Last year, at about this time, I was in christmas card production mode. It is quite often a stressful time for me as I do the bulk of my business during the month of November and I’m not so good at balancing work and home – especially when I work at home. I had made just about every mistake possible when ordering my supplies and remember one night getting the the point when I just wanted to give up.
I felt like such a fraud.
Who did I think I was creating cards for these people? If they only knew I was just a frazzled mommy working late at night, sitting on a milk-stained couch watching ‘While You Were Sleeping’ putting their elaborate cards together. If only they knew how tiny my office was. How amateur my graphic design skills were. How little I knew about running a business.

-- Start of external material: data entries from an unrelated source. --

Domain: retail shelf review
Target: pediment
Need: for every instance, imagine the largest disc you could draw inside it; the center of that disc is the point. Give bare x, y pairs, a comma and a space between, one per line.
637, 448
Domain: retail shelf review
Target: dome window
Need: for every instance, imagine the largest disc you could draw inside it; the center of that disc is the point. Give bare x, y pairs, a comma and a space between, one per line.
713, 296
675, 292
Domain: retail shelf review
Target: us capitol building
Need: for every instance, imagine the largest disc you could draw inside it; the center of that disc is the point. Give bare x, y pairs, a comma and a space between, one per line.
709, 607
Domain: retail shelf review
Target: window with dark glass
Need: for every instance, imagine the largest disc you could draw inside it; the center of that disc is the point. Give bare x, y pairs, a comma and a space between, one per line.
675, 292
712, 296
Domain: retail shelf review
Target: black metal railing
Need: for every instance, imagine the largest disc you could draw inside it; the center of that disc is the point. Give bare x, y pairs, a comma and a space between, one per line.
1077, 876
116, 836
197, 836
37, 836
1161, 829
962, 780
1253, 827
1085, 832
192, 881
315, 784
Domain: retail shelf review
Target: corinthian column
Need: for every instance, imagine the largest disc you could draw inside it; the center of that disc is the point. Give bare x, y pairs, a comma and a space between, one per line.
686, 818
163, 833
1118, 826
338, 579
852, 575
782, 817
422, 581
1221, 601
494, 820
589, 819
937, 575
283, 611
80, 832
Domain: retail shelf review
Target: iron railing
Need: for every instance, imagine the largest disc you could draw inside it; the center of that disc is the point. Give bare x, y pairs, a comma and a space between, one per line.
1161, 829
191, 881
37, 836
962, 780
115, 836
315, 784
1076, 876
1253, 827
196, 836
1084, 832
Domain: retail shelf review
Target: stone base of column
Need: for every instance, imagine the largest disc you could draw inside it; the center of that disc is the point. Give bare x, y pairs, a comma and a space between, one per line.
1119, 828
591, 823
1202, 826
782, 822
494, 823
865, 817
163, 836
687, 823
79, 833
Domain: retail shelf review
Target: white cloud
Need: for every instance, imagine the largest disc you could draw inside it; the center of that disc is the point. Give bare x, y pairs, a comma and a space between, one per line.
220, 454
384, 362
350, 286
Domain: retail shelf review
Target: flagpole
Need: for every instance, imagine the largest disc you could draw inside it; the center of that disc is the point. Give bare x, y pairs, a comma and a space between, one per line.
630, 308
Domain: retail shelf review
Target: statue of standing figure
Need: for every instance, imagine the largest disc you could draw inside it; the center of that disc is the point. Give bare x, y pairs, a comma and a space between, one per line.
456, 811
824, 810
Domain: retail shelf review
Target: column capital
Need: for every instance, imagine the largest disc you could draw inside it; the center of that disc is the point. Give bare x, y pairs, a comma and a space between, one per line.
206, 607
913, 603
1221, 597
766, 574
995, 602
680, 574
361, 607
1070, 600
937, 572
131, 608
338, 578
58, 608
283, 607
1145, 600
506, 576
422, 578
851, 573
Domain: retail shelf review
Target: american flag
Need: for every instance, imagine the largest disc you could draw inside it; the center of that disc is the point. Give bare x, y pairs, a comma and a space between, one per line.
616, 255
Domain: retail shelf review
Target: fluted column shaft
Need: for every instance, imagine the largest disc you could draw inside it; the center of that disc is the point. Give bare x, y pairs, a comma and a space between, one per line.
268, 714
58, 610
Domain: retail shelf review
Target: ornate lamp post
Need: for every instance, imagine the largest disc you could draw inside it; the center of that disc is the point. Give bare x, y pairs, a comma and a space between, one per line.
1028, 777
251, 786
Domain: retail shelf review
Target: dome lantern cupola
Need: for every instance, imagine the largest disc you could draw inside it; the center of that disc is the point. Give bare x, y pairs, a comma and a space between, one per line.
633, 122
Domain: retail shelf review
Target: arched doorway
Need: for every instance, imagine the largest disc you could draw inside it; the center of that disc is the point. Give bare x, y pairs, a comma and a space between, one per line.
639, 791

I cried. I prayed. I probably got in bed and sulked for a while before I fell asleep, woke up in the morning and pulled myself together.

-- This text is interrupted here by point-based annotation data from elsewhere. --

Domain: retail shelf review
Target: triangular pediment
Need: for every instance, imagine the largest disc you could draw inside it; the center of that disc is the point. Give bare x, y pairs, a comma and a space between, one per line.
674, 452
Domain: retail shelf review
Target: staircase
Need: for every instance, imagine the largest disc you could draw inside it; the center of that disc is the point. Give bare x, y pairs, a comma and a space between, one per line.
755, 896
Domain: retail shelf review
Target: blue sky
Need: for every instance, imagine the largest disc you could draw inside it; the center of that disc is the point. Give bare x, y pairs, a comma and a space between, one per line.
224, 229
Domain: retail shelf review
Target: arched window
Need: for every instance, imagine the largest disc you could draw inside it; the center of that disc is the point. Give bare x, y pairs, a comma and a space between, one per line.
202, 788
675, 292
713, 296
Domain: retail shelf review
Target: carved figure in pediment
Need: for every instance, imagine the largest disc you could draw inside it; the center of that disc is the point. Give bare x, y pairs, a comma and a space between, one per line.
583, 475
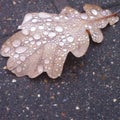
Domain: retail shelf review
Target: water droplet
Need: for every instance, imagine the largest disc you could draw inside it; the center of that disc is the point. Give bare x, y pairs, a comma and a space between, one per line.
84, 16
36, 36
33, 29
46, 61
70, 39
27, 18
16, 56
21, 49
22, 58
41, 27
51, 34
43, 15
16, 43
7, 49
25, 31
59, 29
61, 43
94, 12
34, 20
38, 43
18, 69
57, 18
40, 69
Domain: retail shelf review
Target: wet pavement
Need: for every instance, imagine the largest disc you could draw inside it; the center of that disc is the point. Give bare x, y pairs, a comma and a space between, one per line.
89, 87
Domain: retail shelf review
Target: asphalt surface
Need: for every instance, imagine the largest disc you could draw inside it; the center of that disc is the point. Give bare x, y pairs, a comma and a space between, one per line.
89, 87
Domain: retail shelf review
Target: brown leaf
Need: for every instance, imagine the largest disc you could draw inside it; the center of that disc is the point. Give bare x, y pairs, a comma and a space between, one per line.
45, 39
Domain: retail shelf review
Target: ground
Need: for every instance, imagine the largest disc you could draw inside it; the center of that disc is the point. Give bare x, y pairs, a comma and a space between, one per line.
89, 87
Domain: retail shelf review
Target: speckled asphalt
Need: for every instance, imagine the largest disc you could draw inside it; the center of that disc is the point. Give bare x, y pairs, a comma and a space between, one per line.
89, 88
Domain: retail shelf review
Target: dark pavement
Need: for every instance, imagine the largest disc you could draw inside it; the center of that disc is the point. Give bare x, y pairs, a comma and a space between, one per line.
89, 87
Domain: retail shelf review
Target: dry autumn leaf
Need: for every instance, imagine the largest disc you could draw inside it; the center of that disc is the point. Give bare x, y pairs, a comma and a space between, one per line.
45, 39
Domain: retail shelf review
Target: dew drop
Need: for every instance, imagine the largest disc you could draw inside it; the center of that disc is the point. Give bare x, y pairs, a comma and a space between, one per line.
94, 12
70, 39
59, 29
41, 27
36, 36
16, 43
7, 49
22, 58
27, 17
38, 43
32, 29
51, 34
46, 61
25, 32
84, 16
44, 15
21, 49
40, 69
19, 69
16, 56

I’m feeling a little bit like that right now.
It probably has something to do with the fact that it is mid-November and I’m in that same busy time of year producing cards.

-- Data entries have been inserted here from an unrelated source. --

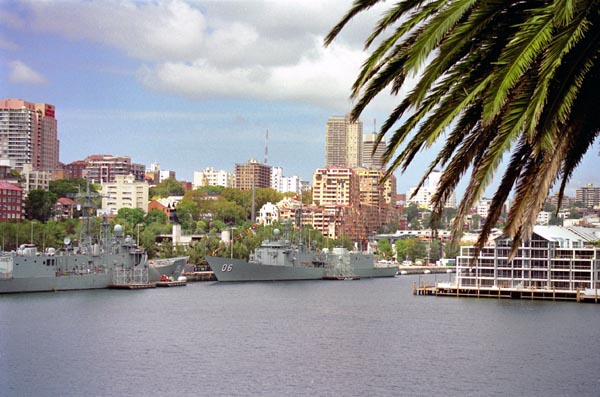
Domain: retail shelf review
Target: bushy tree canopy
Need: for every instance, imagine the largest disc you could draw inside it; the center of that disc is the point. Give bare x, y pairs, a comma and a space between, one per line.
495, 78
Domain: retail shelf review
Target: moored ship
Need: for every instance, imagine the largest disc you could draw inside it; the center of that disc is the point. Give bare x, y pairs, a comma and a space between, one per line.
274, 260
170, 267
88, 266
279, 260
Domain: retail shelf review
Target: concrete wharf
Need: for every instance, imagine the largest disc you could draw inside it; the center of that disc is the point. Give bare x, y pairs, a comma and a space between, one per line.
132, 286
200, 276
171, 283
451, 289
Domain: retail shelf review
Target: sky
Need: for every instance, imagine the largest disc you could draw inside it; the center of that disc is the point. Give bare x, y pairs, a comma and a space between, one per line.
196, 84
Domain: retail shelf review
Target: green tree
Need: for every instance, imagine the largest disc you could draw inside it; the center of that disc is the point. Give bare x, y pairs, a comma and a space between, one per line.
39, 203
384, 248
155, 216
133, 216
519, 77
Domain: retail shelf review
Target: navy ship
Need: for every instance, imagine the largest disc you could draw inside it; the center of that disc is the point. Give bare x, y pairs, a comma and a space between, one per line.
275, 259
87, 266
279, 260
169, 267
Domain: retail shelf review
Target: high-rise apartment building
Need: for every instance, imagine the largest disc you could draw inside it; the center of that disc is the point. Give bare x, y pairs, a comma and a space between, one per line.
103, 168
372, 154
125, 192
11, 199
343, 142
28, 134
335, 186
252, 175
588, 195
211, 177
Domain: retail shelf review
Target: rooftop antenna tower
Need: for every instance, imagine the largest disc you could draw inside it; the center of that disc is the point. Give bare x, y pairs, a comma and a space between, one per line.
267, 147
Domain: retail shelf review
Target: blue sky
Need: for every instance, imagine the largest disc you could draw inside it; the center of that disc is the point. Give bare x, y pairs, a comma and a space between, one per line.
194, 84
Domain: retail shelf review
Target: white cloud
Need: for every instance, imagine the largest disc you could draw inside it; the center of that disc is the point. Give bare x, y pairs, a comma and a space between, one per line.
265, 50
21, 73
7, 44
143, 30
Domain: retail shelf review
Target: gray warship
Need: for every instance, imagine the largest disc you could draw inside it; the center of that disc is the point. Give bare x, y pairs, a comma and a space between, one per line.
87, 266
170, 267
279, 260
275, 259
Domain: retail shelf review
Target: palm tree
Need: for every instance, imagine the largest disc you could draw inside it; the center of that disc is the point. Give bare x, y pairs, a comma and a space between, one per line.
495, 77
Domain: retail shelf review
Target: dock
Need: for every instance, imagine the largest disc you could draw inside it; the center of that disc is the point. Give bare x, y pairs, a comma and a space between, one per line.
341, 278
171, 284
200, 276
450, 289
132, 286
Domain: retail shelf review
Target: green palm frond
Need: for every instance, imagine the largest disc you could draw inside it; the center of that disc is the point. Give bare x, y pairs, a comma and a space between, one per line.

This year, though, I have a blog.
I love writing posts and creating projects, coming up with giveaways and sharing our home and family on here. A creativity has been awakened in me like never before and I feel like I am exactly where I am supposed to be.
But sometimes I feel like a fraud.
I’m afraid I present myself as this put-together, always cheerful, well-dressed, organized, ambitious, fabulous wife and super-mom. And on top of it all, a professional business owner. I’d like to think I’m these things. I’d really like you to think I’m these things.
But truth be told, I’m not quite there.
And maybe that’s just what I need to admit.
I work so hard to please, to appear professional, to have perfect graphics, a seamless shop, new and fresh ideas, quality products, interesting things to say or original projects to share.
But I think I lose a little bit of myself in that process.
I am just a regular girl.
A wife who loves her husband, but doesn’t always show it.
A mom who adores her babies, but runs out of patience.
A friend who cherishes her girls, but forgets to return calls.
A person so energized by being creative, but not without dry spells.
I am a homemaker who would rather rearrange furniture than dust it, repaint a bathroom than clean it, eat out than sit down and plan meals.
I’m just a regular girl with the privilege of designing cards for a living and encouraging and inspiring others on this blog. It is a blessing and brings me such pleasure but I think sometimes my expectations for myself can get a little out of control. I’m working on that.
I thank you, sweet reader-friends, for allowing me to just be me – however mightily-imperfect this girl truly is.